Formation

I know I’m a week behind the rest of the world, but in my defense, one of my kids woke up in the middle of the Super Bowl halftime show and I missed Beyonce’s performance. I also hadn’t watched her new music video or heard the song until ten minutes ago so I only had a vague inkling of what all the fuss was about. Now that I HAVE watched it, I’d like to add my two cents to the conversation. Because that’s what this world needs, more opinions. (Especially mine.)

(If you haven’t seen the video or heard the song, you can check it out here, but be advised that the lyrics are explicit and therefore might not be safe for work or appropriate for young children.)

I loved the song, and I loved the video. I know a lot of (white) people didn’t, and that’s okay, I’m used to my musical tastes being disagreed with and even ridiculed. I can’t tell you what the song/video “means” because I’m not the creator. However, I can use the skills I learned in AP English and art criticism classes, and I can listen to what other people (specifically: Black people, the people this song was written for) have said it means to them, and I can offer what I think is a valid interpretation.

I imagine that in 2016, a Black person in America would be tempted to see their race as a liability. I imagine that it’s terrifying to hear story after story of unarmed Black men, women, and children being killed and their murderers walking away without even a slap on the wrist – and to know that could happen to my husband, wife, child, mother, father, sister, brother, friend. I imagine that it would be tempting to hate who I am and what I look like because it puts me in danger.

white-privilege-is

And I imagine that it would be so refreshing to hear this song and hear Beyonce declare proudly that she loves who she is, she loves her features, she loves her family, and she’s not about to apologize for anything about herself that someone might think is “ghetto.” I imagine it would feel so good to sing along with a song that says, “I am who I am and I don’t care what you think,” in a way that is specifically, explicitly, Black. To see my identity as an asset, something to be celebrated, instead of something to be ashamed of.

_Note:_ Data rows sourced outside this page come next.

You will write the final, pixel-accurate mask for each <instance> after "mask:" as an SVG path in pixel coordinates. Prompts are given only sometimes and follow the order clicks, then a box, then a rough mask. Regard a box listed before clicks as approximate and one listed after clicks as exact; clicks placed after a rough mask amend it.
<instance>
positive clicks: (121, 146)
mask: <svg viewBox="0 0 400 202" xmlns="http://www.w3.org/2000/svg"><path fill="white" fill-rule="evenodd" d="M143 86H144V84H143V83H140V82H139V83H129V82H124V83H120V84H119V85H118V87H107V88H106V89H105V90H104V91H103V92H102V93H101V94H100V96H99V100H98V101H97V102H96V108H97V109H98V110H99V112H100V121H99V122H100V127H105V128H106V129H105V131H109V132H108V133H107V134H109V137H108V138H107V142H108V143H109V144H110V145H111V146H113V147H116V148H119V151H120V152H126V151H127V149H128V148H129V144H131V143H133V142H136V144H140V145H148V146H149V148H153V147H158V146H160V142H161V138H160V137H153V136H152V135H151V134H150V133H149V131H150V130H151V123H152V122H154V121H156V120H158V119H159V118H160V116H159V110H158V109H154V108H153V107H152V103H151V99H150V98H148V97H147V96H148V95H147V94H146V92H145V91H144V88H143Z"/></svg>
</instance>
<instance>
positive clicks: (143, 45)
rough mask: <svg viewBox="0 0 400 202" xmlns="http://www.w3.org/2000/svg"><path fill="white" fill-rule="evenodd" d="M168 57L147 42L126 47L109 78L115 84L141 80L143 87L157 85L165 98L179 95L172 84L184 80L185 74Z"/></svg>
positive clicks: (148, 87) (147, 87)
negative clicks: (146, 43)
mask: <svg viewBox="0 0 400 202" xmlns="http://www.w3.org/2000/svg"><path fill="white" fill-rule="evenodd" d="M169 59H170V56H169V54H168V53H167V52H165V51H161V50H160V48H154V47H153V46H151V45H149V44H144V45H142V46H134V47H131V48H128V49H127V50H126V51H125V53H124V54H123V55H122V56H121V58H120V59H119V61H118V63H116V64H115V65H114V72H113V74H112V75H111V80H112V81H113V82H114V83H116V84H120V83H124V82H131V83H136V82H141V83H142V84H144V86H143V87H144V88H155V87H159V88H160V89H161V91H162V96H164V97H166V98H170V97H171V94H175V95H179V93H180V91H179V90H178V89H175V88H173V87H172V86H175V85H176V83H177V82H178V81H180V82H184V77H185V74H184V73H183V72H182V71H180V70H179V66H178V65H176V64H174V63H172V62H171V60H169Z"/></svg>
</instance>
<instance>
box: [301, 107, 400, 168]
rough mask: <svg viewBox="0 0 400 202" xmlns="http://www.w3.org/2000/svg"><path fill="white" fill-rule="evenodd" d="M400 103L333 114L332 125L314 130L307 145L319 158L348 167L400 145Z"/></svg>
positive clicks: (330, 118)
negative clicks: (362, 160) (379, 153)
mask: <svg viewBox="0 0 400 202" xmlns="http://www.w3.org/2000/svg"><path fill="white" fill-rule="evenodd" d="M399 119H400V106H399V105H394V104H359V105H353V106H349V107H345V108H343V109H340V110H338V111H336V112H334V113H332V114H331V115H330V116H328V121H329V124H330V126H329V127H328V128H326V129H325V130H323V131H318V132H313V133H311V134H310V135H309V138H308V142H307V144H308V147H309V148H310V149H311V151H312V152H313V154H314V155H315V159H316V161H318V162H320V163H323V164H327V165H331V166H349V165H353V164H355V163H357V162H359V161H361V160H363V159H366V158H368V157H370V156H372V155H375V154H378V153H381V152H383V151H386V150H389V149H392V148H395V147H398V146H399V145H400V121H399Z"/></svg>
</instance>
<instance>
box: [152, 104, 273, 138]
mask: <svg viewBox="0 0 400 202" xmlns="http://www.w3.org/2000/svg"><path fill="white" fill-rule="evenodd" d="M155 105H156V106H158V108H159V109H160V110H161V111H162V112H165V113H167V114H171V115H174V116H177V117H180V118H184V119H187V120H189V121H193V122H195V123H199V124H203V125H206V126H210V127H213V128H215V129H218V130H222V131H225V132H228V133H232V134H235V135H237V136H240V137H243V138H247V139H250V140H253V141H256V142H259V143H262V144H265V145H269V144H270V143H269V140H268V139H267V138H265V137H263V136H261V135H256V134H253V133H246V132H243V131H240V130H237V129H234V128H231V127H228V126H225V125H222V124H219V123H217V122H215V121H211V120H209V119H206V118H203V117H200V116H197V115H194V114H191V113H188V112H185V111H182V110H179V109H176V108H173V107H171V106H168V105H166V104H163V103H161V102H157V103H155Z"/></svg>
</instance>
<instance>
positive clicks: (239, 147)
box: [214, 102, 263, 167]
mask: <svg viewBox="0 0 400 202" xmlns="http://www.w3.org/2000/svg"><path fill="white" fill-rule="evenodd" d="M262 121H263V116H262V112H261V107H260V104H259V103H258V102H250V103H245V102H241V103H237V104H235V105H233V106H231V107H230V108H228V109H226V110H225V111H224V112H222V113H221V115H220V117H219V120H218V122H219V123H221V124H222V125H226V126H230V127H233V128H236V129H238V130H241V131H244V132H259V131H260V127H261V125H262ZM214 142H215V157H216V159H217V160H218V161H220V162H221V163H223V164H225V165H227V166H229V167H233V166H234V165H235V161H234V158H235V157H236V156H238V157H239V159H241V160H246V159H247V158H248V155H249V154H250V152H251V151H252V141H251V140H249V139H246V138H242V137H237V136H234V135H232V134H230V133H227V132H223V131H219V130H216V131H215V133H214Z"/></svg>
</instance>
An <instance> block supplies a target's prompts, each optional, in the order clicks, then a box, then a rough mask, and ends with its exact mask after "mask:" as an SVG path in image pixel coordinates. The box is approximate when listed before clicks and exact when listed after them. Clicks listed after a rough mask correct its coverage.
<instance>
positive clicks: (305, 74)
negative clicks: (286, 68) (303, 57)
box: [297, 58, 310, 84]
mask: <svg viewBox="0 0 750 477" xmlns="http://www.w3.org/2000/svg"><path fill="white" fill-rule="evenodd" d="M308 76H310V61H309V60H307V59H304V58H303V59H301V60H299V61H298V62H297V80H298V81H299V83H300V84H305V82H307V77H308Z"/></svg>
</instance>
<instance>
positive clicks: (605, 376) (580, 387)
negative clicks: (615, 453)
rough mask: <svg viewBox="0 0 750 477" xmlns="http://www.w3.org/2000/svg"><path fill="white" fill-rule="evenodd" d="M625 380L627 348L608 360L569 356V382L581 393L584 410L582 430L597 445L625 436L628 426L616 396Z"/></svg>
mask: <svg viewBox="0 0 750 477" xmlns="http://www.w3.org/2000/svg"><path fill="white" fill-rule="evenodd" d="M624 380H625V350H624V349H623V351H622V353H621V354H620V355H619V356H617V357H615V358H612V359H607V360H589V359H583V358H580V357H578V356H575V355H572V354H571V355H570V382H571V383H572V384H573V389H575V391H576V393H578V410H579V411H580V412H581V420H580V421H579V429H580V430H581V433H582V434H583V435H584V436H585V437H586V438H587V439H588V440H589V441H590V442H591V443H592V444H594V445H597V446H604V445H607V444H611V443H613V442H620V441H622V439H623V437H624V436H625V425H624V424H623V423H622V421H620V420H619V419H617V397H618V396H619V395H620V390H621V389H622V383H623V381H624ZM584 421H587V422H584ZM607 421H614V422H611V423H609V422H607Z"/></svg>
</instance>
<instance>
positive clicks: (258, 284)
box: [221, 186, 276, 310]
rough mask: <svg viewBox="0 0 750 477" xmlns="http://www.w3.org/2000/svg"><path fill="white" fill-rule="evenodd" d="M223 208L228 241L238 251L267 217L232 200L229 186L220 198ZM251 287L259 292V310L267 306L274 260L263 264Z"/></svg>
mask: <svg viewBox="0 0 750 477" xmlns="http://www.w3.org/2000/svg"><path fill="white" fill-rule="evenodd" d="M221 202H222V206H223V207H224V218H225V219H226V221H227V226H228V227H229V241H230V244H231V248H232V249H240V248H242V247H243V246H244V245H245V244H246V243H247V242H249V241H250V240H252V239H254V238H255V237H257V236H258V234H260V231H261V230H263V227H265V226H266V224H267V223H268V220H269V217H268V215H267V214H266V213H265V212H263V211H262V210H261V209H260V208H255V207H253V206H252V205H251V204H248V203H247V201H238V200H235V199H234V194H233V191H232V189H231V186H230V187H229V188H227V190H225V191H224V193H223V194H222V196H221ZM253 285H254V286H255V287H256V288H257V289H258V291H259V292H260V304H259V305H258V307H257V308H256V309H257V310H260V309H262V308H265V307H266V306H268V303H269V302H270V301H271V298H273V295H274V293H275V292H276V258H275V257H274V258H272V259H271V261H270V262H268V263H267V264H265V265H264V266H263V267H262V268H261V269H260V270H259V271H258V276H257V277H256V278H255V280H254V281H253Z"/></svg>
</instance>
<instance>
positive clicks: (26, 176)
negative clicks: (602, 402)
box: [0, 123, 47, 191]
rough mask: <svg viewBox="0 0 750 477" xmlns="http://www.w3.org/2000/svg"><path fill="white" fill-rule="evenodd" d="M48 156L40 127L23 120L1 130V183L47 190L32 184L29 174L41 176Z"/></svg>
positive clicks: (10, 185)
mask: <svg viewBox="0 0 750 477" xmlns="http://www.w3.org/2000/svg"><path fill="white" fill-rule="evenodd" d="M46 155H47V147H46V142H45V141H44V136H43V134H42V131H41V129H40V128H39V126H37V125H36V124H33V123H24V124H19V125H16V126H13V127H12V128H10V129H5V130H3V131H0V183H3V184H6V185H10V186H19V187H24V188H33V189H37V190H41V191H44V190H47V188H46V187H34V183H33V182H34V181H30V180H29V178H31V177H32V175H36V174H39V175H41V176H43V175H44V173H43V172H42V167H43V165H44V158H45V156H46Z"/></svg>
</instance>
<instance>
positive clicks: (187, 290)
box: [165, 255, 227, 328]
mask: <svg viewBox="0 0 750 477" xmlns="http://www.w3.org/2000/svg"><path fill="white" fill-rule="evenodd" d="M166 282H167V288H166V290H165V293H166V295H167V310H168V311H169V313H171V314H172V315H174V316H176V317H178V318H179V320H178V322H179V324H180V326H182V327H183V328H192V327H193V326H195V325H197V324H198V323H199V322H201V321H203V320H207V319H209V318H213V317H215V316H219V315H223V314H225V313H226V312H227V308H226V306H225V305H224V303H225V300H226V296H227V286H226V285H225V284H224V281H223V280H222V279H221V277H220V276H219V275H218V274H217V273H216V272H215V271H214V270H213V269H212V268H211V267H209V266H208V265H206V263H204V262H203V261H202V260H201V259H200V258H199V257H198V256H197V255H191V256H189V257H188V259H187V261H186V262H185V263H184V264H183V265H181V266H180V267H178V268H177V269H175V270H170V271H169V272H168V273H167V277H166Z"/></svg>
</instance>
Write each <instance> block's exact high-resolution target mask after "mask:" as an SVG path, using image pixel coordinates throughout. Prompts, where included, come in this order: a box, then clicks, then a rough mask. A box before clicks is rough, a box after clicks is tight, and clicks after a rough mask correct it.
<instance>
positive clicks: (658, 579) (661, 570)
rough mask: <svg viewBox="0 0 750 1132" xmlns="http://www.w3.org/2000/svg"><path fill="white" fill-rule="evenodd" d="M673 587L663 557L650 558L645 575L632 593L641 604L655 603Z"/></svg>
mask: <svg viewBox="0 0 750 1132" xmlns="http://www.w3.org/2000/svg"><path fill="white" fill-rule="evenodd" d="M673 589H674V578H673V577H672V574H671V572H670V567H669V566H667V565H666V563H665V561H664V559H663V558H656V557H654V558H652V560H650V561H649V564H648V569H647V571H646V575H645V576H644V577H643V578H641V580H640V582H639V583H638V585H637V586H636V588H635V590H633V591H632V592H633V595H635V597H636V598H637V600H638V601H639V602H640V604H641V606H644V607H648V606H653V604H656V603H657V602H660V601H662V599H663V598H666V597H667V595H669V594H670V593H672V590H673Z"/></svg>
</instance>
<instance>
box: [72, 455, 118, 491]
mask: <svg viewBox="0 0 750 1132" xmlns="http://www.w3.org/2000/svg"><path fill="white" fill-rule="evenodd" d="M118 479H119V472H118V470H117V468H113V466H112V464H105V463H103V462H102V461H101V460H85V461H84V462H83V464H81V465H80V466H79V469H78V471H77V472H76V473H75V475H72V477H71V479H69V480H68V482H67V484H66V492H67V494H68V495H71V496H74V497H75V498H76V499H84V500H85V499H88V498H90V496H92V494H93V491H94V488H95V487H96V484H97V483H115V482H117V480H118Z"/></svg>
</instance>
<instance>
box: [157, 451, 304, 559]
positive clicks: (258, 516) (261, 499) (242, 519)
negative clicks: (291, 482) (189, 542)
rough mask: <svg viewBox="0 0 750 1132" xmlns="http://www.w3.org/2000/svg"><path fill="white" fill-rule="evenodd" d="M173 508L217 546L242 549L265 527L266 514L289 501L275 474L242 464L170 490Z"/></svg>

But for some reason that seems to bother (white) people. Even though decades ago Barbara Mandrell sang “I Was Country (When Country Wasn’t Cool)” and David Allan Coe wrote the N word into the chorus of “If That Ain’t Country.” For some reason it’s okay for white trash to be proud of being white trash, but we don’t want Black people to look like “thugs” (i.e. wear hoodies or saggy jeans, things that middle-class white boys do ALL THE TIME and don’t get, you know, killed for) or wear their hair in braids or dreadlocks or talk about how their lives matter. For some reason America is supposed to accept the Confederate flag as a piece of history, not a symbol of hate, but it’s NOT OKAY to have a Black performance artist dress up as a Black Panther.

stars-and-bars

Do you hear what I’m saying? If not, I’ll simplify it into two words: Double standard.

A complete and totally different issue here is the fact that people flip out over provocative words and images in pop music, forgetting that music is still art and art isn’t always supposed to give us warm fuzzies. Art should challenge us and get under our skin and make us think. Some art will give one person a warm fuzzy and totally piss off another person. Does that mean the artist has done something wrong? No, that means the artist has done something RIGHT. As a white person, yeah, I find it uncomfortable to talk about racism – especially about how it’s still very real and very dangerous in America in 2016. But artists like Beyonce remind me that being uncomfortable is a good thing sometimes. Being uncomfortable means my assumptions about the world are being challenged and that I have an opportunity to learn something. After all, my reality is not the only reality.

For further (better) reading on this subject, I recommend Awesomely Luvvie’s About Writing While Loving Blackness and Hurting White Feelings and Everyone Wanted to Be a Black Girl until Beyonce Dropped Formation at The B3 Chronicles. Both express what Beyonce’s song and video mean to them as Black women. And since Black women are (presumably) Beyonce’s target audience, I’d say that their opinion on the song is ultimately the only one that matters.

Oh, and by the way, this blog is not a democracy, it is a dictatorship. I pay the web host, so I get to decide what comments stay and what goes. So if anyone leaves a comment that I think is in poor taste, I reserve the right to delete it. If you think that’s not fair, please feel free to get your own website (it’s easy! it’s cheap!) and talk about what a jerk I am over there.